Incubate the diluted sample with the microarray overnight at four degrees Celsius on an orbital shaker at 140 rpm. Remove the diluted serum sample using the demonstrated technique. Then wash the microarray three times as before.
Dilute the secondary antibody in the staining buffer. Use anti-human IgM fluorochrome conjugated antibody or anti-human IgG fluorochrome conjugated antibody at a dilution of 1:5, 000 in staining buffer. Then mix the control-labeled antibody at a dilution of 1:1000 in staining buffer with the diluted secondary antibody.
Incubate with the microarray for 30 minutes at room temperature in the dark and on an orbital shaker at 140 rpm. Remove the mix of diluted secondary and labeled antibodies by aspirating from the corner of the microarray chamber with a pipette. Then wash the microarray three times with standard buffer.
Each wash is for one minute on an orbital shaker at 140 rpm. Finally, remove the washing buffer from the microarray chamber as before. To perform microarray scanning, immerse the slide twice into 200 milliliters of freshly prepared dipping buffer.
Dry the microarray for around one minute by very carefully aspirating from the top to the bottom of the slide without touching the slide surface. Scan the microarray following the instructions of the scanner. Place the slide onto the scanner with the printed surface facing up.
Create a new project and select the scanning area. Set scanner parameters with a resolution of 21 microns, an intensity of 7.0 for both the 700 and 800 nanometer channels, a scanning quality of medium, and an offset of 0.8. Acquire and save the scan draw image as a 16-bit grayscale TIF file format.

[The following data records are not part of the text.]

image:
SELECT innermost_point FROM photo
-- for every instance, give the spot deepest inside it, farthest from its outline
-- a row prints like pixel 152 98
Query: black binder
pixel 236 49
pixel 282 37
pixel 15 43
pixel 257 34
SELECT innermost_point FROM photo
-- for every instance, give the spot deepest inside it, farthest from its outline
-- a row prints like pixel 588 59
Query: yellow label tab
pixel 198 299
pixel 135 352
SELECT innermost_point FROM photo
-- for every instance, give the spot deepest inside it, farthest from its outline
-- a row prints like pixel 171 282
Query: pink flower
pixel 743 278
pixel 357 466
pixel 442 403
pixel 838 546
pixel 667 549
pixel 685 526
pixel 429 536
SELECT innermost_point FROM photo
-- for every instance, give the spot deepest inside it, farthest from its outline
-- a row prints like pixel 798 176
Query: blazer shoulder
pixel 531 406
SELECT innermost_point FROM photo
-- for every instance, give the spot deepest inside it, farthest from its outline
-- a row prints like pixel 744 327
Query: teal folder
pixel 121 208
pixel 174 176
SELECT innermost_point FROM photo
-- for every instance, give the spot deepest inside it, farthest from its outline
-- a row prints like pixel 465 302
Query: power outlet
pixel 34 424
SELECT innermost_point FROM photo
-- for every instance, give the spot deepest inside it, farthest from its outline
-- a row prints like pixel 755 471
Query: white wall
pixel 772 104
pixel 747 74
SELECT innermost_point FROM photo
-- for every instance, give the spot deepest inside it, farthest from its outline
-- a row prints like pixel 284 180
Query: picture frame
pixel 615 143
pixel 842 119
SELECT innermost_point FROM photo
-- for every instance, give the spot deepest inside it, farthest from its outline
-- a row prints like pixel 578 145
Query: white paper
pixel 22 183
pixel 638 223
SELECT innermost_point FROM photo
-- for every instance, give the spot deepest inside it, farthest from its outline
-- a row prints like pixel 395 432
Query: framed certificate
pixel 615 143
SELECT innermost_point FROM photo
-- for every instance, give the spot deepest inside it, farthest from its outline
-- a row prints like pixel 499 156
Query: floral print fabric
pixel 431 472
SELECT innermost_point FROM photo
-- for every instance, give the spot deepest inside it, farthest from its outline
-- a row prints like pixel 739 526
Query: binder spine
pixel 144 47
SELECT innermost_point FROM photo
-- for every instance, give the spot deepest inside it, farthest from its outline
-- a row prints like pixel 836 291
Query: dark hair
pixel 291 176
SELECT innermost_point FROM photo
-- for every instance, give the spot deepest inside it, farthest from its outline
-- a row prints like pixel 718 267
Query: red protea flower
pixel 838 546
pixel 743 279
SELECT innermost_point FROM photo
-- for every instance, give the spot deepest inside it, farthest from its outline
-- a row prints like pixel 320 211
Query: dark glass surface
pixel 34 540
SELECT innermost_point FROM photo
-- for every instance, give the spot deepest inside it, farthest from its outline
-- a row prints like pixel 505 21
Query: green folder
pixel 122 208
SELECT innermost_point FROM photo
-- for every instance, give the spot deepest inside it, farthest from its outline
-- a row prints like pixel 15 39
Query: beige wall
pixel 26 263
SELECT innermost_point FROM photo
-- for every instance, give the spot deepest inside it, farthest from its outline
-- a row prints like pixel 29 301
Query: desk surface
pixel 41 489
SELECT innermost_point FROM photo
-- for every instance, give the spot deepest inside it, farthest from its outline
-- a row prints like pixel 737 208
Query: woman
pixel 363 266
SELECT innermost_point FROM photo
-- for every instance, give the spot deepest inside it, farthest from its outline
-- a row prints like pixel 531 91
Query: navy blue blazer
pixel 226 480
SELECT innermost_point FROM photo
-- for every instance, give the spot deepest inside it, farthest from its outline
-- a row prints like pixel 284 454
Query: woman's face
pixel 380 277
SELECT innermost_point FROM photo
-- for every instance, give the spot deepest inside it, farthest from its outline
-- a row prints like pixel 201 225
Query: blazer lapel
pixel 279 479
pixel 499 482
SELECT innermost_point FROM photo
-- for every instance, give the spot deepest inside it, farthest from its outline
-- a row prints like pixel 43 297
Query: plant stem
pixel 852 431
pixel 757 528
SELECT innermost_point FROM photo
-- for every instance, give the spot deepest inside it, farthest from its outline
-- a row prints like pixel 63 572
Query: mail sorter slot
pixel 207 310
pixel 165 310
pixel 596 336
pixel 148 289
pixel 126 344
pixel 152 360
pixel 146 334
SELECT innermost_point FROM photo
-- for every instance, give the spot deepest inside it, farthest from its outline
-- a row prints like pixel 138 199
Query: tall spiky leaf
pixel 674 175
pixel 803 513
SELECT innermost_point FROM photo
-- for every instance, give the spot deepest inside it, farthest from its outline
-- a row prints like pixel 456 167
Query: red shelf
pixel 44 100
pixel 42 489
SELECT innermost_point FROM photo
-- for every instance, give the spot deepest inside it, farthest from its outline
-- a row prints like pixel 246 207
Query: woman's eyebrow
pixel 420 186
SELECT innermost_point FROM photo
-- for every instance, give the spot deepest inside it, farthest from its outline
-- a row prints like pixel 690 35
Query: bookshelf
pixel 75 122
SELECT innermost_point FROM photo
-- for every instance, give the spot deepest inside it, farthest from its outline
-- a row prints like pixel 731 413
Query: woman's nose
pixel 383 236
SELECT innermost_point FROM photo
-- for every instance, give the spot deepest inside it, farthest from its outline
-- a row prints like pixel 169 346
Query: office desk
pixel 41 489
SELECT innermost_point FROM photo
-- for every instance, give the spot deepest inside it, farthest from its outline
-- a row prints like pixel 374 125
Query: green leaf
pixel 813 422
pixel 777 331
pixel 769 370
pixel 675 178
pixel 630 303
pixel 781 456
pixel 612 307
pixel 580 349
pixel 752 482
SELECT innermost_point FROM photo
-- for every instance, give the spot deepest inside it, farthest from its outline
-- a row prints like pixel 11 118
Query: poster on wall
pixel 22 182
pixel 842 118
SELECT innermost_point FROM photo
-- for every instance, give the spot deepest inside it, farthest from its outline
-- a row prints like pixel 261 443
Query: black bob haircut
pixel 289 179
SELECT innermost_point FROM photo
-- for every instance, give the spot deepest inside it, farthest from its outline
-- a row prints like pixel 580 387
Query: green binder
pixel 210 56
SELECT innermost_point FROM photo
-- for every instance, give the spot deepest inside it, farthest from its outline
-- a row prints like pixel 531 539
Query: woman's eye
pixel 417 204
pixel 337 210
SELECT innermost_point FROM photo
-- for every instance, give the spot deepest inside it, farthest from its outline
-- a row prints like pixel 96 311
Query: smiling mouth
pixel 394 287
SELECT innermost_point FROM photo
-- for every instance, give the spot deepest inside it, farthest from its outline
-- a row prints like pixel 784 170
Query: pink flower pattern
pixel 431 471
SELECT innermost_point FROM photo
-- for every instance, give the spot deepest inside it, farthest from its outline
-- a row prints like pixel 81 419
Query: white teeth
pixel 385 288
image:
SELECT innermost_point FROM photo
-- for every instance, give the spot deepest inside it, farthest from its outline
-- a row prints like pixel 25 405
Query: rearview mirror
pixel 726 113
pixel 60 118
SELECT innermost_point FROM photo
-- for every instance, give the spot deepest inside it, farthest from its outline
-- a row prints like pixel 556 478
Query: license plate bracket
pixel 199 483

To analyze the data, open the raw image. Then open the array grid file. Align the array grid to the scan image with the computer's mouse or keyboard arrow keys.
Select quantify selection in the specific software, which creates a readout file that contains the signal intensity for each spot, the background value, and the corresponding peptide sequence. Finally, store the microarray sealed in the dark at four degrees Celsius under oxygen-free nitrogen or argon gas. Shown here is the raw fluorescence image of staining the microarray with anti-human IgG after incubating with a specific Zika virus serum sample diluted 1:250.
HA control peptides frame the microarray. Peptides that react strongly to IgG are shown in the zoom panel. Similarly, shown here is a raw fluorescence image of staining the microarray with anti-human IgM after incubating with a specific Zika virus serum sample diluted 1:250.
Again, the HA control peptides frame the microarray. Peptides that react strongly to IgM are shown in the zoom panel. Shown here is a representative Zika virus epitope consensus sequence reacting with IgM in the host serum sample peptides.
Peptides from the epitope consensus sequence are highlighted in red, and the peptide with the highest fluorescence intensity is marked in bold. After watching this video, you should have a good understanding of how to process a high-density peptide microarray. Once mastered, this technique can be done in 24 hours if it is performed properly.
While attempting this procedure, it's important to remember to carefully handle the microarray to avoid scratching the microarray surface. Following this procedure, other methods like ELISA or a surface plasmon resonance binding assay can be performed to determine if the identified peptides bind specifically to Zika virus antibodies and not to other Flavivirus antibodies. After its development, this technique will pave the way for researchers in the field of diagnostics for the discovery of diagnostic peptides using serum and saliva specimens.
Don't forget that working with infectious agents as Zika virus can be extremely hazardous, and precautions such as heat-inactivating the serum sample and working in Biosafety Level 2 facilities should always be taken while performing this procedure.